Anyone who’s ever gotten married and spent a major family holiday with the in-laws knows that it can be awkward at first. No amount of love and welcome can make the different traditions and communication styles feel effortless to the “stranger.”
And by this, I mean the one who is only included because of their spouse, not because of a lifetime of memories and shared blood. I don’t say this to paint my husband’s family in a poor light. I admit that it’s awkward because that’s how most of this starts.
James and I have been married for six years now. Even before we’d tied the knot, I came down for the long Thanksgiving weekend as “the girlfriend” to see his folks and meet his family. I remember the moment, a year later, after James had proposed to me and I had a ring on my finger, when his sister threw her arms around me and whispered, “My sister!” It was one of those first moments that hinted that my heart was finding a place here to rest.
Becoming part of The Stephens Clan has been a process for me. I’ve had a bad attitude at times. I’ve made valiant efforts to contribute at others. I’ve lamented the far distances that separate most of us, making year-long relationships very challenging.
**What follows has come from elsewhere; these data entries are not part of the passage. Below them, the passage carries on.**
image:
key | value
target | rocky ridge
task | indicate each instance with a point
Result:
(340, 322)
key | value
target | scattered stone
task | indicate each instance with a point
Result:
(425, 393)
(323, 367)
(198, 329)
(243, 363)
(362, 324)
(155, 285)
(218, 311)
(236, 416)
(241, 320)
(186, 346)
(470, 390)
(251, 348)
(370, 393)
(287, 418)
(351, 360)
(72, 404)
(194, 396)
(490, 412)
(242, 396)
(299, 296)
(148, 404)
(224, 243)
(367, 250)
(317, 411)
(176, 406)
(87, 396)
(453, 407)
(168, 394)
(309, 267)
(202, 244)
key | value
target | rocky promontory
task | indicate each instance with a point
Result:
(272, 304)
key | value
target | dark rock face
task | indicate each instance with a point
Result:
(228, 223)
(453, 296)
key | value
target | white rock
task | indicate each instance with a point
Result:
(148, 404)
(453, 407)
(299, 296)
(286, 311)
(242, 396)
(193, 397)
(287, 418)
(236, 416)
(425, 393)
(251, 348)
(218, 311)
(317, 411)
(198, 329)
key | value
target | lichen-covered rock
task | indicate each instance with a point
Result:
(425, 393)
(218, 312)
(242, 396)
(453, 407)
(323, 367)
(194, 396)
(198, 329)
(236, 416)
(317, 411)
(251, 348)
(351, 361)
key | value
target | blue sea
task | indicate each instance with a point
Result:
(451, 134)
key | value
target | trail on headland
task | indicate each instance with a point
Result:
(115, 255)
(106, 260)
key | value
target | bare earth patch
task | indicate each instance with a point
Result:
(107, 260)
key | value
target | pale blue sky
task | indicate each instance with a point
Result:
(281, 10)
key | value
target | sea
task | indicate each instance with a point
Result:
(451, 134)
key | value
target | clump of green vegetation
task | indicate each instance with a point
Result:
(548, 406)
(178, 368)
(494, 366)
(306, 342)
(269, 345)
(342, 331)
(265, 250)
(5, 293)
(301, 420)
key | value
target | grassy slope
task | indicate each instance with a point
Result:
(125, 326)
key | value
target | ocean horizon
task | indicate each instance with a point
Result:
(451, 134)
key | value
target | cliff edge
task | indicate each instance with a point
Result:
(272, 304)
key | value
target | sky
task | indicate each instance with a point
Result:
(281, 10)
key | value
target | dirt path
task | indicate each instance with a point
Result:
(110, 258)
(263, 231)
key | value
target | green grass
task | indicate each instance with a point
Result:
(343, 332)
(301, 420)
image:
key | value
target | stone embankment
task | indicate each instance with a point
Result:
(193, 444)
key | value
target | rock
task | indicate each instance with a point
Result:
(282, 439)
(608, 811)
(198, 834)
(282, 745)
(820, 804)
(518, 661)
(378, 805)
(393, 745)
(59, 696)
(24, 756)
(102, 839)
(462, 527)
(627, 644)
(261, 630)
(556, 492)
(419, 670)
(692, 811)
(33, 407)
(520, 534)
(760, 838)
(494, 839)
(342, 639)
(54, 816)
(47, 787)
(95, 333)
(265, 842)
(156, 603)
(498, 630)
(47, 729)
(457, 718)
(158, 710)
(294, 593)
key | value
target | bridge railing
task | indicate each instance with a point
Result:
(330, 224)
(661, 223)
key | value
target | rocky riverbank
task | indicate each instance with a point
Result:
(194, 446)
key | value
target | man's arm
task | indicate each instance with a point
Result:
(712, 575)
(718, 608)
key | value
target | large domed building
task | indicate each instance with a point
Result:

This year, I hit a shining milestone toward my membership in The Clan. Once again, like the hug from James’ sister that touched my heart and sealed itself forever in time, this moment had to do with the siblings.
We had an event to plan and we needed to do it by ourselves. James’ brother and sister and their spouses crammed together with James and me into a single bedroom of the house and, as we examined our schedules, we had a chance to share what was going on in our lives. We talked about what was important to us when we got together, and how we wanted to divide labor.
We were a team.
I was part of that team and I had as valid a voice as anyone else. As I placed a reservation and handed the phone to my brother-in-law to manage the billing info, there was a bonding that filled the room. I felt like an important cog in some big machine, something that would endure beyond myself. It would stretch out to the memories of my children. It would leave a legacy. It would knit me closer to these siblings from my husband’s clan.
This moment during event planning in which I realized that I belonged is my nugget of gratitude from this Thanksgiving that I’m bringing back with me.
What are you bringing back this year?